Liminal persons are not scientific. To be liminal means to be ambiguous. It means to not have a ‘state of being’ as ordinarily defined by social convention. Currently our ontology, the philosophy that guides ideological views on states of being and the nature of ‘existence’, prefers the settled person. The sedentarist is thought to be naturalized and therefore civilized by, and present in, culture. The wanderer is considered to be denatured or spoiled because they are ‘unclothed by culture’. Nomadic life is defined by absence, set against a background of presence. We do not always know or want to believe that there are street kids who really prefer to be there, to be non-settled. Even those who lead a wanderers lifestyle by their own choosing, as a non-standard social anomaly this choice is thought to confound social structure by placing the domestic unit into question and thus is a transgression against the integrity and stability of ‘the group’. They are ones without outwardly noticeable bearings, adrift of any such morality. They are ‘touch and go’; very uncertain or critical persons. Attempts may be made to save ‘the minority’ to try to bring them back into the normal equation, to render them ‘human after all’.

Regardless of ontological preference, these so-called liminal persons are still of each other and those around them as we are of ourselves and those around us, in the various ways that can happen. But to those who are unfamiliar, they may be considered disorderly or disorganized bodies that are not ‘matter in place’. They are unsystematic, and not in accordance with known principles or methodology. They are formlessness to those who desire form: it is ‘better’ to be the curious observer; a tourist; orderly and civilized in the order of the nation-state.

Virtualism is more like a liminal persona, for how does one put boundaries around information? It is anarchy and guerrillaism, a transgressor antagonizing the everyday of space normally controlled by culture that is defined by borders. Disembodied from the fatherland and mother earth it confounds the nationalistic enterprise in by its sheer cosmic hanging-on in space like a nascent consciousness we can use but not really grasp. Our psyches are now inputted into technology through personalized social media. Here, extremes meet. As pseudo-realism, memory caching on the internet a way of ‘naturalizing’ the internet, taming it, making it ‘settled’, domesticated: terminology derived from settled agriculture.

Rather than it being just liminal; ‘just space’ – unseeable, unfathomable, intangible, abyssal space – it is being cobbled and engineered into becoming ‘more’ of an environment.
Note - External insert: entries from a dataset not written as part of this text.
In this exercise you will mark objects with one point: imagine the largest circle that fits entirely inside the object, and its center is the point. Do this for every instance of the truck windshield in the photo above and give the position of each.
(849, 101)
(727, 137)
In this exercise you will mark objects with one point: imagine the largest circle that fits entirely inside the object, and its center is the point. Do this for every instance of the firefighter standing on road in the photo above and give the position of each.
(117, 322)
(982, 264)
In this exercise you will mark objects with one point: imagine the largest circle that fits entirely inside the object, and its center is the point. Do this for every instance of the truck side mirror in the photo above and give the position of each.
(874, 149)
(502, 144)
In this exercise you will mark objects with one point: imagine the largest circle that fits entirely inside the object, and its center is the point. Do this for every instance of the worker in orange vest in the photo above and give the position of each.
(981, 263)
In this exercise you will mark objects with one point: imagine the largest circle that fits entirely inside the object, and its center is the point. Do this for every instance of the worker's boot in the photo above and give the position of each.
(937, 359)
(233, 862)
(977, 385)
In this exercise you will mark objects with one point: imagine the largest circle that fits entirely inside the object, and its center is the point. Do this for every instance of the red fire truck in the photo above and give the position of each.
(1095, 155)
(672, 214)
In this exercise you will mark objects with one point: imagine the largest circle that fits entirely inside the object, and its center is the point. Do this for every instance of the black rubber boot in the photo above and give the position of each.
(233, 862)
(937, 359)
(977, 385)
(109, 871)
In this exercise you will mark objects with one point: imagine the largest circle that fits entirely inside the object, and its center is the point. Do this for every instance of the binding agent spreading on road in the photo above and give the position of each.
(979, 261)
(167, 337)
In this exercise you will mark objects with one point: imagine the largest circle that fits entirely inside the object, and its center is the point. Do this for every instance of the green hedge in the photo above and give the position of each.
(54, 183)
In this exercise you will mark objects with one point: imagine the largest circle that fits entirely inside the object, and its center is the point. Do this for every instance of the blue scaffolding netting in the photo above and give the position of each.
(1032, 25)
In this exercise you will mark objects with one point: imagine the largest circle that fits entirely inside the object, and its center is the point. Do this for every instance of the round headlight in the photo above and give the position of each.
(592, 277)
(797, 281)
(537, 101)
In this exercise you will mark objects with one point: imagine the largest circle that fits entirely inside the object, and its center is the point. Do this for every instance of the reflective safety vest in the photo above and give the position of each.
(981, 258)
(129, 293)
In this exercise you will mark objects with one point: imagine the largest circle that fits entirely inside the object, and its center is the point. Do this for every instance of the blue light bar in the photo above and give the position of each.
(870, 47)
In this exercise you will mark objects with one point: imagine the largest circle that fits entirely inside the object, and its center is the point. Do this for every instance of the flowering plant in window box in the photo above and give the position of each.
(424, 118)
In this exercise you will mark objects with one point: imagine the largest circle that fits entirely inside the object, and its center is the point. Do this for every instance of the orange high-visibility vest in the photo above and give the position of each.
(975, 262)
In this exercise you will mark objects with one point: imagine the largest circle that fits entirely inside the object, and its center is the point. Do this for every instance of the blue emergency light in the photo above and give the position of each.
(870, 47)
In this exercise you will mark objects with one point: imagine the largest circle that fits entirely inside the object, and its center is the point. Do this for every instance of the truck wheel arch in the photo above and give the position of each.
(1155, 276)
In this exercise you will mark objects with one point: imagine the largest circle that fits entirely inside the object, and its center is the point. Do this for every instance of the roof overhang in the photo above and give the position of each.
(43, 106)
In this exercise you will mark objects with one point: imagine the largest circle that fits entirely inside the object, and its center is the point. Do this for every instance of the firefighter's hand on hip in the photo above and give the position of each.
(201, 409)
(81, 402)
As humans, it had to be ‘more’ than just itself: in the master-slave relationship it has to be controlled for it to be a fathomably ‘trustworthy’ resource, and also more comfortably navigated. Technology has long been an extension of ourselves. Are we not, then, already cyborgs? The boundaries between life and death are all but a perceptual distinction. Boundaries (still useful) may be fuzzy and gradient though there is an eventual separation from what can be perceived.

As abstract realism, the ‘nether’ verse is the reality we perceive, a lesser version of the totality of what might be there that we do not perceive, in which reality is already abstract. This mode of reality I would like to call representational-symbolic nihilism – as in, everything is a symbol, and everything is meaningful, yet everything is meaningless.

Speaking of the meaning of meaning so much has emptied meaning from meaning. Thus, its very meaninglessness is meaningful, yet still meaningless. Fact is arbitrary, unless that ‘fact’ exists in the psyche, which it inevitably does – for what do we really know? Then meaningfulness is ascribed to those arbitrary connections that serve emotion and feeling, embodiment and the continuation of mechanical and spiritual networks of the brain, to keep the neurotransmitters active and to give us something to talk about to pass the time, spilling forth and feeding back in with interactions and information of its environment.